Re: Header Size? Was: Our Schedule from Greg Wilkins on 2014-05-31 (ietf-http-wg@w3.org from April to June 2014)

From: Greg Wilkins <gregw@intalio.com>
Date: Sat, 31 May 2014 10:15:45 +0200
To: Roberto Peon <grmocg@gmail.com>
Cc: HTTP Working Group <ietf-http-wg@w3.org>
Message-ID: <CAH_y2NHuVJ_zzoDHkjbxDfOo00m9Ykgy+nf8XC4o7TYRZVpqJQ@mail.gmail.com>
Roberto,

it is true that any shared state compression will be somewhat compromised
in the proxy situation that we are discussing.  However, hpack is
particularly compromised by its design that the emitted header set includes
precisely all the headers in the shared state that have not been
referenced.  Thus at the end of a frame, the shared state is 100% tailored
to the current stream.

In comparison, something like gzip can have a shared state that combines
compression state of multiple streams and the resulting compression will
gracefully degrade as more and more diverse streams are added.  It is
essentially blind to frame boundaries.

I can imagine variations of hpack that are not so compromised - ie by
requiring all emitted headers to be explicitly indexed.   This would allow
a shared state table to included headers from more than 1 stream.  Sure
management of that table would be a bit tricky, but then management of the
single table is already complex as the encoder has to pick a suitable
strategy and may get it wrong.

If such a shared frame boundary blind hpack state table was only mutated by
frames received on channel 0, that would free up the processing of other
streams so they could be done in parallel and out of order with respect to
each other.

If the shared table could only have headers added to in and not deleted
from it, then the processing of non-0 frame headers would be free from any
sequential access issues, but would instead have a size/growth issue
instead.   This could be addressed by simply having a fixed size, which
once hit compression was no longer dynamic, or by versioned tables that
could be deleted once all streams referencing them are complete.   None of
these things are particularly more complex than what we have today.

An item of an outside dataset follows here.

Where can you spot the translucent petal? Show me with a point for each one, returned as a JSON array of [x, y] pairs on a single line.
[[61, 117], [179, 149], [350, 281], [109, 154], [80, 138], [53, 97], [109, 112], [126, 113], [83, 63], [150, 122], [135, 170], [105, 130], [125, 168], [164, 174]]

Consider the example of merging two connection onto a connection, both
coming from clients using large cookies.  With the current hpack, every
time the merged connection switches from a stream from one connection to
the other, it is going to have to removed the large cookies from the state
table and send the other connection cookies (uncompressed because they are
cookies).   This will be a rapid degradation in compression performance.
The natural burst nature of requests will probably help out for the case of
2 merged connections, but pretty soon with n connections the result will be
most streams having to carry it's own uncompressed cookie headers.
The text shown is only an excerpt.